"The climate is warm and pleasant; plowing and sowing can be done any time during the winter. This makes the farmer rather indolent, as he does not have to hurry as ours of the colder climates do.
"The products are wheat, corn, barley, beans, peas, onions, pepper, sweet potatoes and some few other vegetables. Many things more might be profitably cultivated, if once understood; but the people are satisfied with what they have, and manifest but little interest in new introductions.
"The fruits are grapes, in great abundance and of the best quality; pears, which the people dry in great abundance, price, ten cents per pound.

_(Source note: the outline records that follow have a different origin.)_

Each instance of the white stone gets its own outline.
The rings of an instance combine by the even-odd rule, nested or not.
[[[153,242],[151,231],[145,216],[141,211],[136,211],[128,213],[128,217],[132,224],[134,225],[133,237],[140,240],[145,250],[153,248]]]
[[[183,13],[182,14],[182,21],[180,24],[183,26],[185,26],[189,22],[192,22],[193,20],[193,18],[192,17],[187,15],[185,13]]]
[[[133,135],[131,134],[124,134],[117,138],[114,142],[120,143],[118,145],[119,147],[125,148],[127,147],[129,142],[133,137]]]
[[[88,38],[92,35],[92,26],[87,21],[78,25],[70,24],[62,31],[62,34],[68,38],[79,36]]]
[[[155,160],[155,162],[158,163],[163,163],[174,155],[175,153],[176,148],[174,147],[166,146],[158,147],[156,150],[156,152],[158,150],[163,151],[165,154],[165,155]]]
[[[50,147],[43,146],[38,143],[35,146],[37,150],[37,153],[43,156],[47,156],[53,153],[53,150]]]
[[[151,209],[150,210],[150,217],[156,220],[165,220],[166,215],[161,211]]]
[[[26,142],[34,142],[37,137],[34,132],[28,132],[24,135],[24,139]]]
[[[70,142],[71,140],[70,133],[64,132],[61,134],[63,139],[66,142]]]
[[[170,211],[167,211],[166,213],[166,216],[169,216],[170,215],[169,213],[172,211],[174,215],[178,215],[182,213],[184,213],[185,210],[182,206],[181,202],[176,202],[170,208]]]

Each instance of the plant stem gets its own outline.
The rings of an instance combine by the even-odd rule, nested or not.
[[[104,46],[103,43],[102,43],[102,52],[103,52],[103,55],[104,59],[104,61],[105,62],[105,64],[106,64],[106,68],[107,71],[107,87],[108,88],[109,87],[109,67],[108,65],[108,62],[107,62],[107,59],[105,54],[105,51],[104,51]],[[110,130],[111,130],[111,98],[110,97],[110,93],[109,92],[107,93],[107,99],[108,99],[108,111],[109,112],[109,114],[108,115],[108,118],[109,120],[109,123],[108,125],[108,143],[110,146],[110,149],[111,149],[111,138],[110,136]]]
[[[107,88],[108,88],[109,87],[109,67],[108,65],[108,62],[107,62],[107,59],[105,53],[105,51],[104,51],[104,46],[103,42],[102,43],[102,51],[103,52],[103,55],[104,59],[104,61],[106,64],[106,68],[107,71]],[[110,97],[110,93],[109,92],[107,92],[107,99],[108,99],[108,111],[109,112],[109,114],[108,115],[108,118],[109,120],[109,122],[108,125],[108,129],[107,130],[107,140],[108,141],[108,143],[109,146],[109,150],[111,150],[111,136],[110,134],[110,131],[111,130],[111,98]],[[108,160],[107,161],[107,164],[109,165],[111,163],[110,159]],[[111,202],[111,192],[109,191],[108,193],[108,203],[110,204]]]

They are excellent eating. Their apples are small seedlings, not worth eating. A few peaches of an excellent kind do well here. I have seen no other fruits. I have heard that strawberries and some other small fruits have been cultivated by foreigners, and they do extremely well.
Rude Agriculture.
"The mode of cultivation is with an old wooden plow, working their cattle by the horns. They scratch up the ground very poorly, afterwards doing much work with the hoe; they regulate their ground for watering by making small embankments around small, irregular plats, from thirty to fifty feet across, and flooding the land. I think this a poor way, as it causes their land to bake very hard; but this is the manner in which their fathers did it, so they think it is all right. They cultivate all open crops with the hoe, using the large, old-fashioned 'nigger' hoe. They cut their hay with the same tool. In Arizona we saw hundreds of tons, at the government posts, cut in this same way. They harvest with reap hooks and thresh with goats or flails.
Mechanics, Doctors and Lawyers.
"Mechanics are scarce. In this town of ten thousand inhabitants there is one blacksmith shop, three or four carpenter shops, two tailors, three or four shoe shops, one wheel-wright and one silversmith. And this is, as far as I have been able to learn, about the whole number.
"To compensate for this lack of mechanics, there is but one doctor and one lawyer; and the latter is supposed to be insane, as he has quit the practice, walks quietly around the town, says but little to anyone, is polite, dresses neatly and seems to mind his own business. My opinion is that he is the most sensible lawyer I have ever seen.
Limited Commerce.
"The commerce of the country is limited. The people sell their wines and dried fruits generally as soon as ready. They go to all the surrounding country; to Chihuahua as well as up the country to Santa Fe and Arizona. There are three Jew stores and one Mexican store. Their business is small.